Vitamin D3 exhibited a significant inhibitory effect on the cellular viability of THP-1, aforementioned. However, whether vitamin D3 induced autophagy in THP-1 had not been explored. To determine whether vitamin D3 regulated autophagy in THP-1 cells, the protein expression levels of autophagy-associated proteins, p62, LC3, Beclin-1, ATG-5 and AKT, were analyzed by western blotting (Fig. 3). Compared to the M.tb group, treatment with vitamin D3 significantly increased the protein expression levels of p62, LC3Ⅱ/LC3Ⅰ, Beclin-1 and ATG-5 under M.tb infection (Fig. 3B-E). However, treatment with vitamin D3 significantly suppressed the protein expression levels of AKT under M.tb infection compared with the control (Fig. 3F). Moreover, the increase in LC3 and AMP activated protein kinase (AMPK) mRNA expression levels in the vitamin D3 and vitamin D3 + M.tb groups was higher compared with the M.tb group (Fig. 3G and H). Western blotting and RT-qPCR analyses indicated that vitamin D3 may stimulate autophagy in THP-1 cells.
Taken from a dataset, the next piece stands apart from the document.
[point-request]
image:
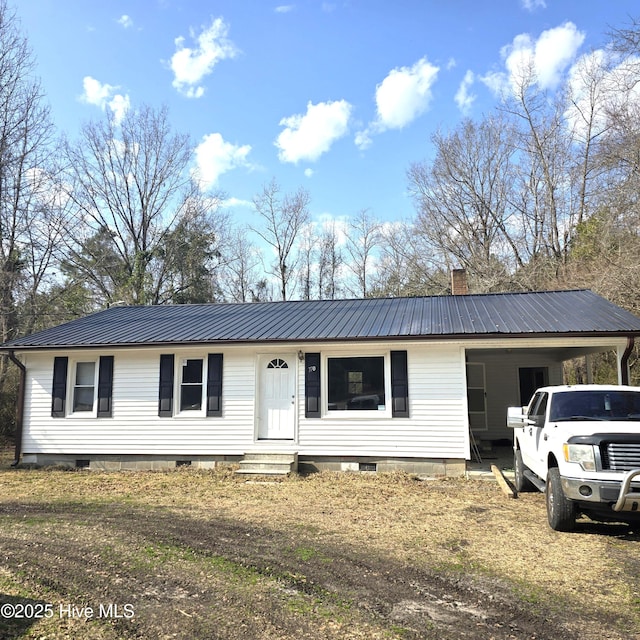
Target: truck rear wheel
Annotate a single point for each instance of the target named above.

Taken together, these results suggested that vitamin D3 may inhibit M.tb infection by increasing autophagy in THP-1 cells.
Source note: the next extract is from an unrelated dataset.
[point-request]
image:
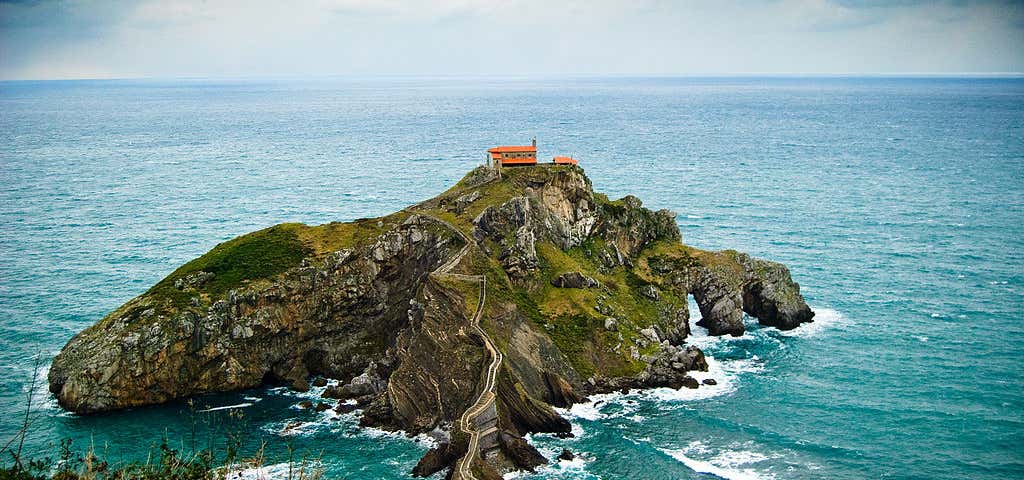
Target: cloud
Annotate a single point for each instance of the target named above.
(189, 38)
After the Balb/c mice were treated intranasally with vitamin D3 and/or M.tb, pathological sections were produced and H&E staining was performed. Pulmonary tissue sections from the control group (Fig. 4A) exhibited clear alveolar structure without edema, congestion or inflammatory cell infiltrates in the interstitial fluid. However, pulmonary tissues from the M.tb group (Fig. 4B) were damaged and inflammatory cell infiltrates and pathological changes were present. In the vitamin D3 (Fig. 4C) and vitamin D3 + M.tb groups (Fig. 4D), nasal administration was repeated for 7 days. Compared with the M.tb group, the degree of alveolar wall damage and infiltrating inflammatory cells in the vitamin D3 + M.tb group markedly decreased. These results suggested that vitamin D3 could reduce lung damage following M.tb infection by promoting cell autophagy.